The first child to survive bilateral renal agenesis (BRA), Abigail Rose Herrera Beutler, was born in July 2013 to US Congresswoman Jaime Herrera Beutler. A few weeks before she was born, Dr. Jessica Bienstock, a professor of maternal–fetal medicine at Johns Hopkins Hospital, administered a series of saline solution injections into the mother's womb to help the baby's lungs to develop. After Abigail was born, the procedure was considered a success. The infant did not need artificial respiration and could breathe on her own. Her parents kept her on at-home kidney dialysis until she was old enough for a kidney transplant. On February 8, 2016, at the age of two, Abigail received a kidney from her father at the Lucile Packard Children's Hospital Stanford in California.

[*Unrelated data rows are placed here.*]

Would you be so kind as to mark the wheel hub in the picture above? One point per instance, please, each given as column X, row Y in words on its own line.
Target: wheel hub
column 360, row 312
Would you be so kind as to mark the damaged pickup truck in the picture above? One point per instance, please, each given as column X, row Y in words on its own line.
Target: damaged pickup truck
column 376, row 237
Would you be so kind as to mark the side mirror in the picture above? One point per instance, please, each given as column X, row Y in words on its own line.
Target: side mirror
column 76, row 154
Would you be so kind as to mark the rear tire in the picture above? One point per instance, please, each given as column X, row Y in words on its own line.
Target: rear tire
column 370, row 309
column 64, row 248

In 1946, Edith Potter (1901–1993) described a series of 20 cases with absent kidneys, noting the characteristic appearance of the head and lungs. Up until this time, the condition itself was considered to be extremely rare. However, due in part to Potter's work, it has come to light that the condition presents far more frequently than previously reported. Potter analyzed approximately 5000 autopsy cases performed on fetuses and newborn infants over a period of ten years and found that 20 of these infants presented with BRA, all of which had distinctive facial characteristics which did not appear to have any specific embryologic correlation with the renal anomaly. It was only much later that she and others were to attribute the multiple congenital deformities, including the features of Potter's facies and also pulmonary hypoplasia, to the prolonged lack of amniotic fluid. These facial characteristics have subsequently been referred to as Potter facies. From her analysis, she was able to deduce the sequence of events that leads to what is now known as Potter sequence.
Potter went on to become a pioneer in the field of human renal development; her contributions are still employed and appreciated by clinicians and researchers to the present time.